The ensemble does excellent work once the action gives them room to breathe. Lena Headey brings a watchful, steely intelligence to her role as Moira that hints at depths the screenplay doesn't fully excavate — she's the kind of supporting performance that makes you wish the movie were longer, which is the rarest kind of complaint. Winkler's Mayor Kibner is delightful precisely because you're never entirely sure which side of Normal's particular moral ledger he falls on. And Billy MacLellan, as Deputy Mike Nelson, earns genuine affection in the film's quieter character moments.

What's most interesting about Normal as a piece of filmmaking is watching Wheatley — an English director whose work has careened from psychedelic horror (A Field in England) to anarchic action (Free Fire) to studio franchise obligations (Meg 2) — navigate the iconography of American genre film. The Midwest, in American cinema, has its own grammar: the flat open space, the bundled-up toughness, the dark secrets beneath cheerful surfaces. Fargo wrote the definitive grammar guide. Normal doesn't reach those heights, but it knows the language. Wheatley uses the snow as an active participant, not just a backdrop — it muffles, isolates, and eventually becomes part of the chaos in ways that feel both intentional and delightful.

The film's visual approach, as noted in DP Armando Salas's own production notes, was built around an analogue aesthetic: deep shadows, a film-emulation grade, lenses chosen for their softness rather than clinical precision. On 35mm at the Paramount, this intention sang. In a multiplex on digital, some of that soul may be harder to feel — but the bones of the filmmaking are strong enough that the movie will hold regardless.
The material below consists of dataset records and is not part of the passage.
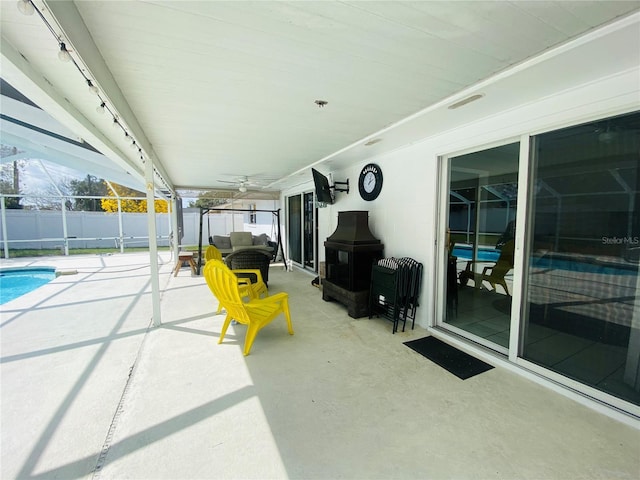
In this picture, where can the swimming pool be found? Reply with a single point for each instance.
(465, 252)
(15, 282)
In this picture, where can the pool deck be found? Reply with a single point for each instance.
(90, 389)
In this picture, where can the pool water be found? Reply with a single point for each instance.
(464, 252)
(15, 282)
Normal is a film of two very distinct halves that together add up to something genuinely worth your time. The first half tests your patience; the second half rewards it spectacularly. Bob Odenkirk continues to be one of the most compelling unlikely action stars working today — not because he's convincing as a killer, but because he's convincing as a fundamentally decent man who keeps getting caught in situations that require him to become one. Ben Wheatley brings his gonzo sensibility to Americana with real affection, and the result, for all its unevenness, is the kind of crowd-pleasing genre movie that the theatrical experience was built for. Catch it the way it was meant to be seen — in a room full of people who have no idea what's about to hit them.